Soal ke 7 : Jelaskan diantara contoh kesalahan paham asya’irah ?
Jawaban :
1.Sebagaimana kita ketahui bahwa mashdar talaqqi ( sumber dasar pengambilan ) Ahlu sunnah wal jama’ah adalah al-Qur an, Sunnah, ijma’, qiyas. Berbeda dengan Asy’ariyah dimana sumber pengambilan mereka adalah akal. Hal ini diperkuat oleh pendapat para tokoh mazhab seperti al-Juwaini, ar-Razi, al-Ghazali, al Amidi dan seluruh ulama mereka yang mengatakan jika akal dan nash saling bertentangan, maka yang menang adalah akal. Bahkan mereka mengatakan bahwa mengambil azair kitab dan sunnah termasuk dari pokok paham kekufuran. ( Sebagaimana disebutkan as-Sanusi(885 H) dalam syarhul kubra dan ar-Razi dalam Asasut taqdis, hal. 172 ).
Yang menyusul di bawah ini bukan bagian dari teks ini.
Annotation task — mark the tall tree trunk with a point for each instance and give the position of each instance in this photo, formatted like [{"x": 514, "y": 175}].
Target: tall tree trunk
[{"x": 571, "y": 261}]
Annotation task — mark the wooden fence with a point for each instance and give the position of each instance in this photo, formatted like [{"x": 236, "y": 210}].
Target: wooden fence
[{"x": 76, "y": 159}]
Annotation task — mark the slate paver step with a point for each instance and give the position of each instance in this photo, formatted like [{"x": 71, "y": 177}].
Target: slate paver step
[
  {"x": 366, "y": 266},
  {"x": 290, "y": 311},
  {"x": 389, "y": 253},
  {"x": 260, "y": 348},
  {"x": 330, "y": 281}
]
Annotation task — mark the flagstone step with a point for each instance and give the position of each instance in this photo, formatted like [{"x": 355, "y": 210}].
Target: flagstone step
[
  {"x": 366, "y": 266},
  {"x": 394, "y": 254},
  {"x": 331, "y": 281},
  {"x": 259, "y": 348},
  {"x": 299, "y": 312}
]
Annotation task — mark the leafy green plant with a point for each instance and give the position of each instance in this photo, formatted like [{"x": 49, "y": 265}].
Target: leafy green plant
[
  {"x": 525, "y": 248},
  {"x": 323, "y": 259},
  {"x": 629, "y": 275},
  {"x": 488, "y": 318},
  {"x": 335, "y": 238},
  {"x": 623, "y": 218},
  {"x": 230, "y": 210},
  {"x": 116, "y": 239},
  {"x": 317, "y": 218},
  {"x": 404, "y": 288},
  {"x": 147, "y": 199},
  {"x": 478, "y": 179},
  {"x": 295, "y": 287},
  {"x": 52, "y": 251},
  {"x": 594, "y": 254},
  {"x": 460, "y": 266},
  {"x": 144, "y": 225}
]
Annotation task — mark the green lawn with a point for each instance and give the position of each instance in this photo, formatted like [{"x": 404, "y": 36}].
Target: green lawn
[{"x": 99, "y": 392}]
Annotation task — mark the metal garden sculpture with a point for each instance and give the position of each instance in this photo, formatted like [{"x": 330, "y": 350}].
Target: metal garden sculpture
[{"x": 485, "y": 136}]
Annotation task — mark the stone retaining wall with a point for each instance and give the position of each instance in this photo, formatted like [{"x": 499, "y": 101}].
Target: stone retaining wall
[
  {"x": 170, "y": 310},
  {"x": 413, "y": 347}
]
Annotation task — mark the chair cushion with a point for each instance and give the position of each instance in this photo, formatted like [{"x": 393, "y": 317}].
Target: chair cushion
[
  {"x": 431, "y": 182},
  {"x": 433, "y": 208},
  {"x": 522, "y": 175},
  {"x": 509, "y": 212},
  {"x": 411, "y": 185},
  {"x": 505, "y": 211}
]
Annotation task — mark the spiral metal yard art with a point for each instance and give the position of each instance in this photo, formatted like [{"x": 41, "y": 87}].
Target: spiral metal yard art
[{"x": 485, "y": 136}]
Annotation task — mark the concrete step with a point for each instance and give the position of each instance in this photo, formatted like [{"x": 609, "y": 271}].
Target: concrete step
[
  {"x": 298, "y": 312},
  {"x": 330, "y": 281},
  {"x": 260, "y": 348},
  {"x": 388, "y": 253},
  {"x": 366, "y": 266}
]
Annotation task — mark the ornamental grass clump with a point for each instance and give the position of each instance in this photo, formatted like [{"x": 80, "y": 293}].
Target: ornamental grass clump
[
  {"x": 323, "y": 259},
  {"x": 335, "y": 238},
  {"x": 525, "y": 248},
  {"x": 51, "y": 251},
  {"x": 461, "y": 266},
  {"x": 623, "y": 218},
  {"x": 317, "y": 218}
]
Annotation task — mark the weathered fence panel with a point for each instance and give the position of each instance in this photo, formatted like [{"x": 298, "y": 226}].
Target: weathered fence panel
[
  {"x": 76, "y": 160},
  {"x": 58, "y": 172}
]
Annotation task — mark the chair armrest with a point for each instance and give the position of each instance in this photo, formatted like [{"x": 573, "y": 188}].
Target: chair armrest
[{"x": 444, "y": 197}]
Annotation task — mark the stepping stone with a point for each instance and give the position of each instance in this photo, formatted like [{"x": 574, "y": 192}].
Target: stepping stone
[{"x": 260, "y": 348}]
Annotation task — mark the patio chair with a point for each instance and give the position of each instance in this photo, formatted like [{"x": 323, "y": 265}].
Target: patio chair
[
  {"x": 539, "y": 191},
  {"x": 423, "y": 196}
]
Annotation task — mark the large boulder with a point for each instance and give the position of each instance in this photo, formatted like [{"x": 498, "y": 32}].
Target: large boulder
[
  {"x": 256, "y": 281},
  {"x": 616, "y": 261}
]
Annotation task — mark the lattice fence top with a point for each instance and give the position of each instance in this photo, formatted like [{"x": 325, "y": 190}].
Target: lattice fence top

Mereka juga mengatakan bahwa nash-nash didalam kitab dan sunnah bersifat zhanniyah dilalah ( tidak mutlak mengandung kebenaran )dengan tidak memberi keyakinan, yang qath’i ( mendatangkan keyakinan ) adalah akal. ( Ma’alim Ushuluddin, Fakhruddin ar-Razi, hal. 24 ). Mereka memandang bahwa hadis tidak dapat dijadikan pegangan dalam akidah. Jika terjadi pertentangan dengan akal , maka yangmutawatir harus di takwil dan yang ahad tidak perlu di gubris. Kitab-kita akidah mereka selalu di penuhi dengan perkataan para filosof, sanjutnya kosong dari pada pemahaman dan amalan para sahabat saw.
2.Menurut salaf, keberadaan Allah merupakan hal yang fitri , dalil tentang hal itu telah terpatri pada alam, jiwa dan wahyu. Pada setiap sesuatu ada bukti tentang wujud Allah SWT. Sedangkan asy’ariyah hanya mempunyai satu-satunya alasan tentang wujud Allah yaitu “huduts” ( baru ) dan “ qidam “ ( terdahulu ). Menurut mereka , bukti bahwa Allah SWT itu wujud adalahbahwa semua makhluk bersifat baru dan setiap yang baru mesti ada yang terdahulu. Kekhususan Dzat yang terdahulu bahwa semua sifat – sifatnya tidak boleh sama ( baik lafaz maupun makna ) dengan sifat makhluk. Makanya Allah menurut mereka bukanlah jauhar (badan halus), tidak jisim ( badan kasar ), tidak mempunyai arah, dan tidak punya tempat… dan seterusnya. Karena itu sifat makhluk ( hadits ). Menurut salaf, sifat Allah ialah apa yang ditetapkan didalam syariat-Nya sesuai dengan kebesaran dan keagunganNya tanpa mentakwil, menyerupakan, membayangkan, dan seterusnya sebagaimana di terangkan di dalam kitab aqidah.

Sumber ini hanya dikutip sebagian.